Vespers - читать онлайн бесплатно полную версию книги . Страница 28

Twenty-Seven

As they hurried back to Gentry’s apartment, the detective told Joyce that if the Office of Emergency Management apparently had been put in charge of the crisis, Gordy Weeks would have to okay her plan to fly up into the bats.

“There may not be time to visit him and do a whole conference thing. Will he listen to me over the phone?”

“I think so,” Gentry said.

“And will he listen tome?”

“He asked for you by name,” Gentry said. “Look, I know Gordy Weeks only by reputation. He doesn’t let bureaucracy, red tape, ego, or gender get in the way of fixing problems. He also doesn’t have a lot of time to screw around here. They’ll probably have to close the harbor, the Hudson air lane into LaGuardia-can’t afford to have bats sucked into jet engines. He’ll listen and you’ll get a quick yea or nay.”

“How much clout does he have?”

“In a crisis, Weeks reports directly to Taylor. And I don’t think the mayor has ever gotten in the way of anything he wanted.”

As they entered the apartment and Gentry punched in the phone number, Joyce quickly assembled her facts. Robert was right. A manager in the middle of an unprecedented crisis wouldn’t have much time to listen-or to argue. She would have to make her point fast.

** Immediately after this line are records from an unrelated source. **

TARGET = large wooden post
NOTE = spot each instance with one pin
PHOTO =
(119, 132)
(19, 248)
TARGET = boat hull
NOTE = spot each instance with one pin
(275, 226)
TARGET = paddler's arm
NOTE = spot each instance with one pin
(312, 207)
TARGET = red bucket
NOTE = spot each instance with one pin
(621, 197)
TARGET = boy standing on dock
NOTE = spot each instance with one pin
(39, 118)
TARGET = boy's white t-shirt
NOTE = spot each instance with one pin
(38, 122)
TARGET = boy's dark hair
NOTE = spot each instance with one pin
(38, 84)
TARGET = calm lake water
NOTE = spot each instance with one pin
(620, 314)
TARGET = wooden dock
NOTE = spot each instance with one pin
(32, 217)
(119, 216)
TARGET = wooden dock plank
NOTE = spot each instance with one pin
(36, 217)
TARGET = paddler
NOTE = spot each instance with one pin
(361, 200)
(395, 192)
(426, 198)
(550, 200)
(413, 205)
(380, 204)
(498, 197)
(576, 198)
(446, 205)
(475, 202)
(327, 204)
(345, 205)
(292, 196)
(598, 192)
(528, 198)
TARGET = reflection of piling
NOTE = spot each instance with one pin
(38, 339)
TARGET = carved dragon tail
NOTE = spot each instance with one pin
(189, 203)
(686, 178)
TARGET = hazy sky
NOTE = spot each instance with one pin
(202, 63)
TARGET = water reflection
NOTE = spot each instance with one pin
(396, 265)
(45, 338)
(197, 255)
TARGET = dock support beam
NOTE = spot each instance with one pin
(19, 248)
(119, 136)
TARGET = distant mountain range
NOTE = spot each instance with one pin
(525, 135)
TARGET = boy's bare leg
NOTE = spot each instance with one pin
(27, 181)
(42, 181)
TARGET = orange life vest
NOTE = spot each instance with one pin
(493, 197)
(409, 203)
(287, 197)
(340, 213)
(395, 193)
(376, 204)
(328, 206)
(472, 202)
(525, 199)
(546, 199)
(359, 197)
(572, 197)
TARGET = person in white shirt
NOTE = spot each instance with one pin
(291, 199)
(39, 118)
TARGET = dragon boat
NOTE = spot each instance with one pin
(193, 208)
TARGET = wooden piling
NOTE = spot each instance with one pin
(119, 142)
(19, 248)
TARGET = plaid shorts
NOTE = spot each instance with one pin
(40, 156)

It was clear to her that the Russian female had had at least twin offspring, possibly more. The same bat could not have attacked the ESU team in New York and killed those sheep in New Paltz. And a male bat would not have come ahead, alone, to prepare a new home for another male bat. But a male bat would have come ahead for a female. He would have found a nest, settled in, and then relayed his signature cry from bat to bat-a distinctive series of bleats that would have told her exactly where he was.

He also would have gathered food for her arrival.

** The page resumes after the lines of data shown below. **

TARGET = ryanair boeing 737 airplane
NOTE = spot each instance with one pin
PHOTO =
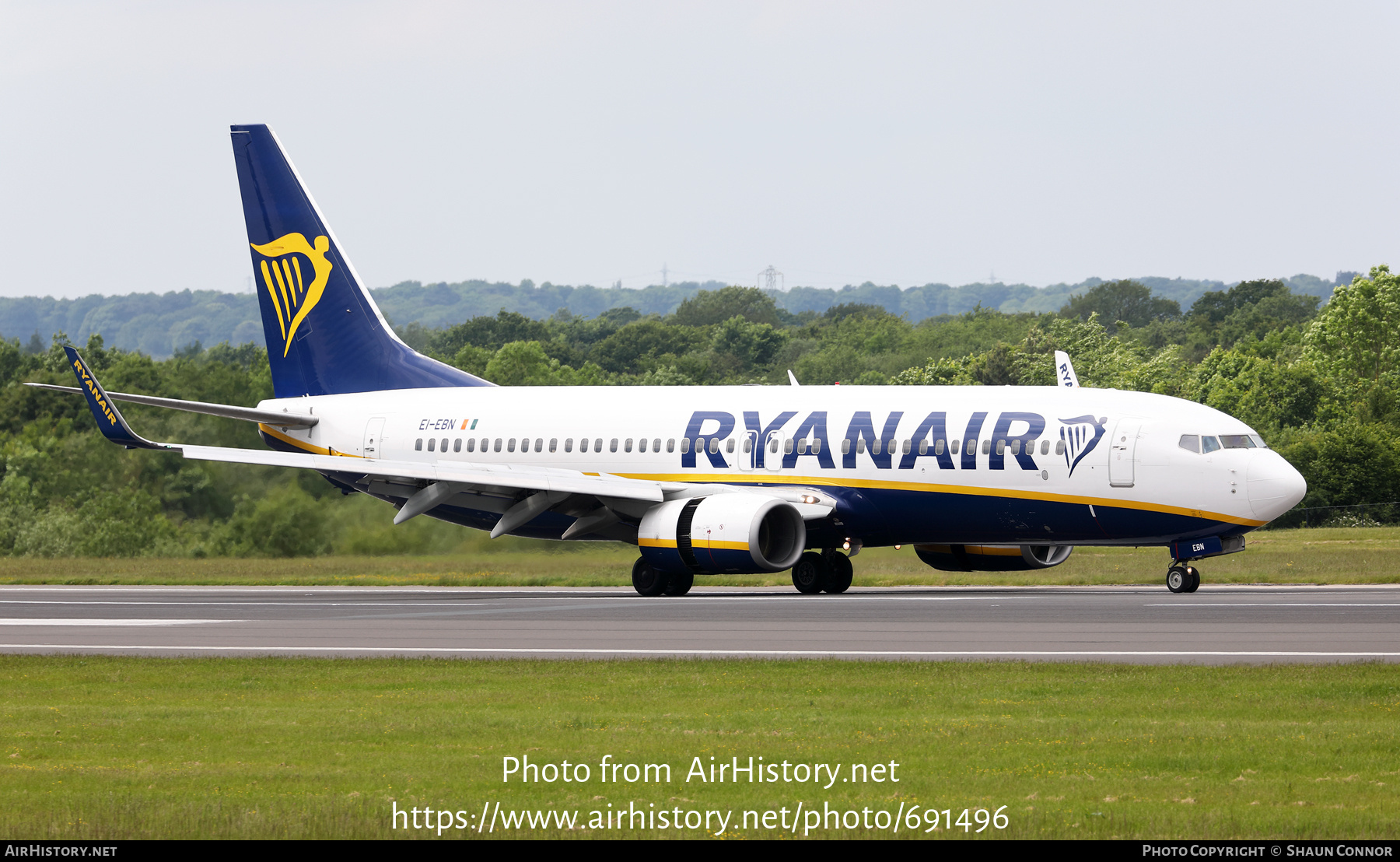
(716, 479)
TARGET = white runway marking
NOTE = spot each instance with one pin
(740, 653)
(623, 597)
(1279, 604)
(96, 622)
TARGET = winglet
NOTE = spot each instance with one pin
(104, 410)
(1064, 370)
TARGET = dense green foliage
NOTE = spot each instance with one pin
(1319, 385)
(160, 325)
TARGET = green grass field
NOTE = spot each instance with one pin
(124, 748)
(1302, 555)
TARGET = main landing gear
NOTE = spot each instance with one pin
(1182, 578)
(647, 581)
(829, 571)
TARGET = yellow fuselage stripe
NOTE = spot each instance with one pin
(940, 489)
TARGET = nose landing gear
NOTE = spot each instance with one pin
(1182, 578)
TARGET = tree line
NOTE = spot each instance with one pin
(1316, 381)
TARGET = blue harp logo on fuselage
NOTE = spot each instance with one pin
(1080, 434)
(294, 292)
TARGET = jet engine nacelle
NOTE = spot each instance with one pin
(723, 534)
(992, 557)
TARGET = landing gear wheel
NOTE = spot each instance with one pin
(811, 573)
(646, 580)
(1179, 578)
(678, 583)
(842, 573)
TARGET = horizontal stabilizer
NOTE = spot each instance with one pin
(252, 415)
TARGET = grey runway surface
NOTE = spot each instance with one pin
(1218, 625)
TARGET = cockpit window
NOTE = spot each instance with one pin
(1237, 441)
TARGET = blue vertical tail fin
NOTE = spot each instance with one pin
(325, 335)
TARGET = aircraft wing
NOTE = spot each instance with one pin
(478, 476)
(517, 492)
(251, 415)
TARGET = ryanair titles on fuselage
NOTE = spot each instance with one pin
(1013, 433)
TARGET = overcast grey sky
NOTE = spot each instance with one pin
(594, 142)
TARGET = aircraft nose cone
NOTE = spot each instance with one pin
(1273, 485)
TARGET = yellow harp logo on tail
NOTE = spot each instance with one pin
(293, 294)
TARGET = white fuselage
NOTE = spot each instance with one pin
(1084, 466)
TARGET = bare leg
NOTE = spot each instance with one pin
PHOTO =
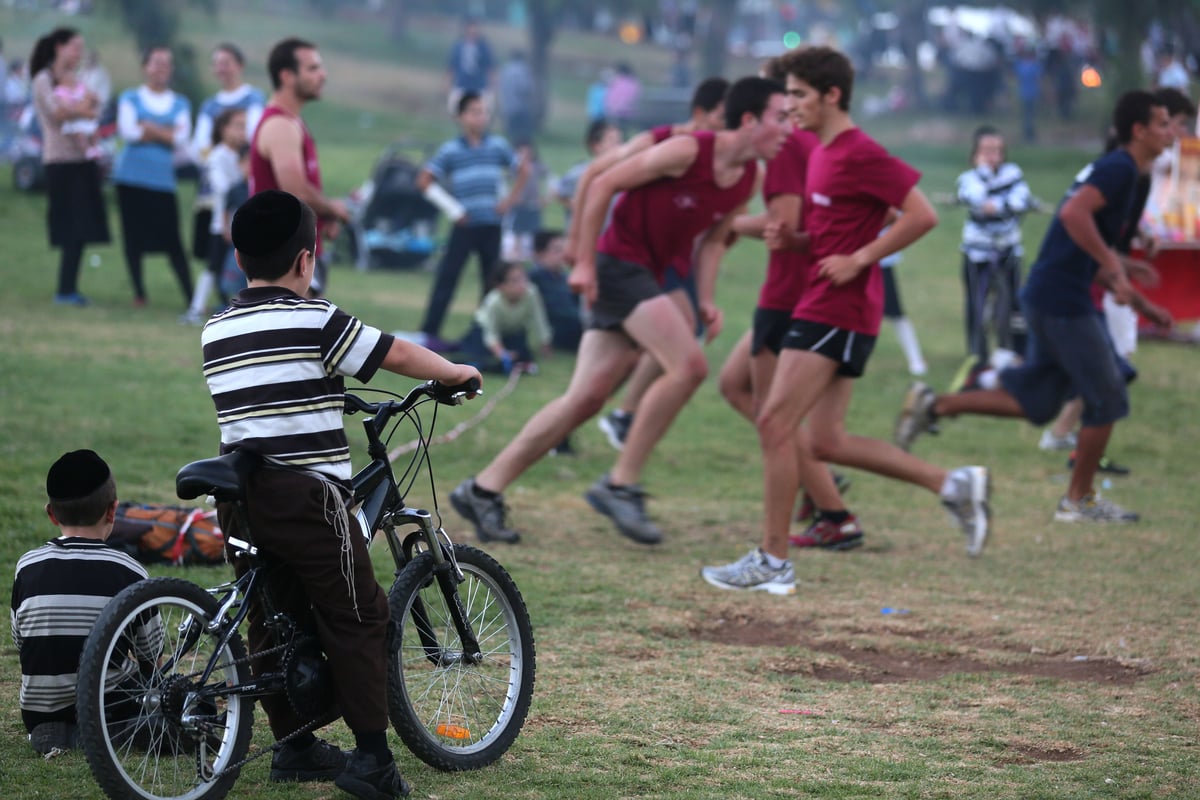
(648, 368)
(1068, 417)
(604, 359)
(736, 380)
(799, 380)
(1092, 441)
(664, 331)
(831, 443)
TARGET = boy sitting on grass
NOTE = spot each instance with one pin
(59, 593)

If a she-bat were on her way to New York, if she’d left New Paltz a few hours before, then she would be arriving very soon. Especially with an honor guard or a protective wall of drones already gathering. They, too, must have been summoned by the male.

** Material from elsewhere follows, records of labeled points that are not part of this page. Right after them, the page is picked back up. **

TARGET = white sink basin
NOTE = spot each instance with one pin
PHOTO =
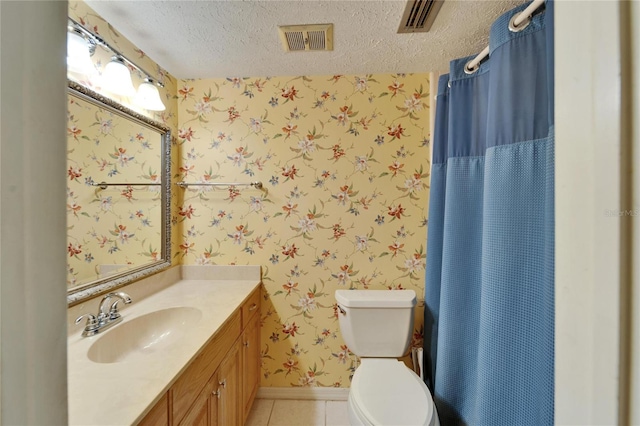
(140, 336)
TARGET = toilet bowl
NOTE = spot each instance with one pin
(377, 326)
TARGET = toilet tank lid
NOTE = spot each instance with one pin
(376, 298)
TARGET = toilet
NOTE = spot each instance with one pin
(377, 326)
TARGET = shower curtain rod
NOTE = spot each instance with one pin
(524, 17)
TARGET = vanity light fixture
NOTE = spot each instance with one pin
(116, 77)
(148, 96)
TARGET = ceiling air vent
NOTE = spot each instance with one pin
(298, 38)
(419, 15)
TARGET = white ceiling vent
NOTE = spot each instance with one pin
(419, 15)
(298, 38)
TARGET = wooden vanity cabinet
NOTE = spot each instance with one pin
(220, 384)
(250, 363)
(230, 388)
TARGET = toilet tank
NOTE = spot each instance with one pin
(376, 323)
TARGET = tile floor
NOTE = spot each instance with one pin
(290, 412)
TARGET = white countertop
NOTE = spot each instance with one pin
(121, 393)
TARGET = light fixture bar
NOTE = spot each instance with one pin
(99, 40)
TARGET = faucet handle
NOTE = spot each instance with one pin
(92, 320)
(113, 311)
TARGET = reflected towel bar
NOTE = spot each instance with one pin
(104, 185)
(256, 184)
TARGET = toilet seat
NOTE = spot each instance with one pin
(385, 392)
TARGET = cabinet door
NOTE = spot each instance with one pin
(198, 414)
(159, 414)
(229, 380)
(250, 364)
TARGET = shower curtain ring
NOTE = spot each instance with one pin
(517, 28)
(469, 70)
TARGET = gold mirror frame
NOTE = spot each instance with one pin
(91, 289)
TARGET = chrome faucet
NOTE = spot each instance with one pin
(107, 317)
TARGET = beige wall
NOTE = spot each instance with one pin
(345, 164)
(32, 219)
(593, 229)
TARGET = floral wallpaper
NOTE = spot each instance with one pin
(97, 150)
(345, 163)
(115, 228)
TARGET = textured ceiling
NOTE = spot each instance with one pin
(208, 39)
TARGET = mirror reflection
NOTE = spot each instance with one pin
(117, 192)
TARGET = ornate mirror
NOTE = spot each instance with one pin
(118, 195)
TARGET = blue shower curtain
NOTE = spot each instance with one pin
(489, 315)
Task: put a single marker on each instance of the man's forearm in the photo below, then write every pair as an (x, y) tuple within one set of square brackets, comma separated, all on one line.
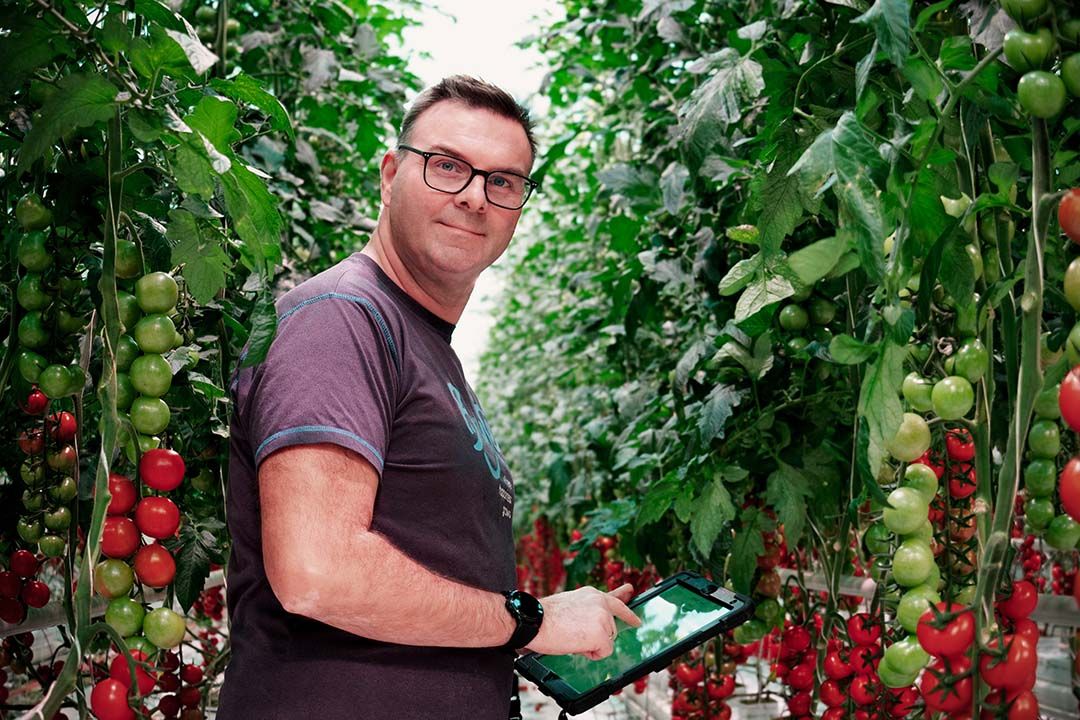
[(382, 594)]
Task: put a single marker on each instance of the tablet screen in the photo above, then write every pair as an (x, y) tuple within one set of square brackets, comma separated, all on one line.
[(667, 617)]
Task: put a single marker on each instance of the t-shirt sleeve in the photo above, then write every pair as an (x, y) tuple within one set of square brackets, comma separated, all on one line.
[(331, 376)]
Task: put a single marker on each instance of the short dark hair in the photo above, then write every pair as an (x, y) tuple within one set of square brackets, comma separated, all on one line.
[(475, 93)]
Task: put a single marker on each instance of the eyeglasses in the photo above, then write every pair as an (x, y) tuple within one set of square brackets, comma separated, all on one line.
[(453, 175)]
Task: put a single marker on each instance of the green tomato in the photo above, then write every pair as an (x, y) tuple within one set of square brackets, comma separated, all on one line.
[(151, 375), (64, 491), (793, 317), (1063, 532), (971, 360), (32, 253), (125, 615), (1041, 94), (30, 365), (55, 381), (910, 564), (1045, 403), (31, 330), (912, 438), (1070, 75), (113, 579), (149, 415), (921, 478), (917, 392), (913, 603), (31, 213), (1038, 513), (130, 312), (52, 545), (1072, 284), (1024, 11), (125, 392), (822, 311), (58, 519), (907, 511), (29, 529), (157, 293), (154, 334), (1029, 51), (953, 397), (906, 655), (891, 677), (1040, 478), (1044, 439), (129, 259), (30, 294), (877, 539)]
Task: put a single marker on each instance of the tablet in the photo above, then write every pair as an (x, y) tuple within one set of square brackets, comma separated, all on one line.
[(677, 614)]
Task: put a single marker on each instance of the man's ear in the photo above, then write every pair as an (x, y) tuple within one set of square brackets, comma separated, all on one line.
[(387, 173)]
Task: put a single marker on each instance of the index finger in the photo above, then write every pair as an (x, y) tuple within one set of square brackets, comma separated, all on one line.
[(619, 609)]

If all that were true, it was important that Joyce be able to spot the female coming in. It was imperative that she watch where the female went so they could find the male. And she could do that most efficiently from the air.

When Weeks got on the phone, Joyce told him all of that. When she was finished, Weeks informed her that Al Doyle was in the command center with him helping to monitor and assess the situation. Doyle’s contention was that the bats were here as part of a massive migration. Doyle said they would probably move on, since-like the subway bats-they were vespertilionids that didn’t eat fruit and preferred flying insects to crawling insects.

“But,” Weeks said, “Al can’t explain what a night watchman just reported from the World Trade Center. The guard entered a bloody elevator carriage, shined his flashlight through the open hatchway, and saw a woman being hauled up the cable. He said that whatever was holding her was dark, about the size of a bull, and had wings.”

The veteran watchman had never been drunk or stoned on the job. And the sighting corroborated what Lieutenant Kilar of the ESU had dutifully noted in his report on the subway killings: that bat expert Dr. Nancy Joyce of the Bronx Zoo believed there might be “an abnormally large specimen” of bat inhabiting the NewYork subway system.

“I’m having trouble signing onto this,” Weeks said. “But people are dying and I’ve got to explore every possible lead. You can have your chopper.”

Weeks told Joyce that he needed his helicopters for reconnaissance and transportation. His office would arrange with the police commissioner to have an ESU helicopter pick her up at the pier in fifteen minutes. The OEM director had only two requests: that she stay in constant radio communication with his assistant, Marius Pace, and that she not fuck up.

Joyce promised.

She kept the binoculars and grabbed her camera. Gentry went with her to the pier to wait. He had only one request: that she come back safely.

Joyce promised.

Ten minutes later, she and two ESU fliers were airborne in an Aviation Unit Bell-412.